Qantas rolls out cabin changes and internet survey

There are several new developments regarding the Australian airline Qantas Airways Limited that might interest travelers who tend to purchase business class fares.

First, Australian Business Traveler reports that Qantas plans to give 21 of its Airbus A380 and Boeing 747-400 aircraft makeovers that will allow the planes to sit more passengers. However, fliers who prefer to purchase first class airfares might be disheartened to learn that with these changes will come the removal of all 14 first class seats from the company's fleet of the 747-400s.

In addition, the business class sections in the Boeing aircraft that Qantas plans to reconfigure will see the number of available seats cut from 66 to 58, according to the news source. With the new cabin layout will come space for fully-flat Skybed II seat-beds, which will be reserved for passengers who purchase business class tickets.

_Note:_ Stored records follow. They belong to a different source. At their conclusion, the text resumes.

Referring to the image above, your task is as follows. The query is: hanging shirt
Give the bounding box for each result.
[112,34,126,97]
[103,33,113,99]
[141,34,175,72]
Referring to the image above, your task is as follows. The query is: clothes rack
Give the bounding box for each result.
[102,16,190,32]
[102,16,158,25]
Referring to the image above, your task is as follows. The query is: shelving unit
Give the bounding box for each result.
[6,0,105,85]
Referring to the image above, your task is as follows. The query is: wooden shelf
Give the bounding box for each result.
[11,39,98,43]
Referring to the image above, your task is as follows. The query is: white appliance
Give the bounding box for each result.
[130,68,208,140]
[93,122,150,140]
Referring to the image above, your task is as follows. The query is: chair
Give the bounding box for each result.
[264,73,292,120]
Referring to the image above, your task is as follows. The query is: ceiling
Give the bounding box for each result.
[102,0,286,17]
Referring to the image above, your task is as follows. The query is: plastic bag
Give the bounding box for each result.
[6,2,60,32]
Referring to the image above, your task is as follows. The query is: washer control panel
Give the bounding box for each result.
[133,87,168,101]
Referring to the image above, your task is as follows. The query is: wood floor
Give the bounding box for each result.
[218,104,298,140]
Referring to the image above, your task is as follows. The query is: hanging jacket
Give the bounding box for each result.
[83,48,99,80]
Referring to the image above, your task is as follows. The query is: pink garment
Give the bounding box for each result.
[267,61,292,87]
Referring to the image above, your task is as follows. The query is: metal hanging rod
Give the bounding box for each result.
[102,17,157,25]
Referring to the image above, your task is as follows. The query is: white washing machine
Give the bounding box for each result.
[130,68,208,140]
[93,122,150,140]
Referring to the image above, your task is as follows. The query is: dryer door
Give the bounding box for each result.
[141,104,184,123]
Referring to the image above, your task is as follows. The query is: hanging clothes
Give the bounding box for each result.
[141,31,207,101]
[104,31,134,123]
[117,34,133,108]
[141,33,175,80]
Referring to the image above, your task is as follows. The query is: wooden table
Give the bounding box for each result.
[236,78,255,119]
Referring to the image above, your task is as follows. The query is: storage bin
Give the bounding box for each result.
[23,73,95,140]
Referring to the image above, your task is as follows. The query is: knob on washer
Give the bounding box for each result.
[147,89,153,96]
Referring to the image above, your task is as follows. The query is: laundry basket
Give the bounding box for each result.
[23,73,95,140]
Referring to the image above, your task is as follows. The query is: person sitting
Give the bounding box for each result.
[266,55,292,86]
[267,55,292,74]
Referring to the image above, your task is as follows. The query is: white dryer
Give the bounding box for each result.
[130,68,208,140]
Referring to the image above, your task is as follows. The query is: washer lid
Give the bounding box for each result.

According to Qantas' website, their Skybeds, which are available to individuals who fly international business class, feature extensive seat adjustment controls which help people of all heights assume the most comfortable position while in the air. Among the features included in these chairs are a meal table, back massage, light, shoe compartment and privacy screen.

When Qantas finishes its redesign of the aircraft, passengers from the tip of the plane to its tail will be able to enjoy a new in-flight entertainment system, the news outlet reports. The airline's Airbus 380s will also lose their first class cabins but retain their business class sections.

Meanwhile, the news source also reports that Qantas has begun to survey its customers on the ways in which they would use in-flight internet access and how much they would be willing to pay for it.

According to Lifehacker Australia, the airline has only offered short message service on its international flights. However, the new survey and the fact that Qantas has been running mobile network trials leads some to believe that the company may be willing to provide passengers with internet access on its domestic flights.

Australian Business Traveler states that when Qantas asks customers how much they would be willing to spend for internet access, they leave the questions open-ended rather than giving them a price range. When it comes to which services would be most appealing to fliers, the airline lists such options as personal email, voice calls, online gaming and social networking.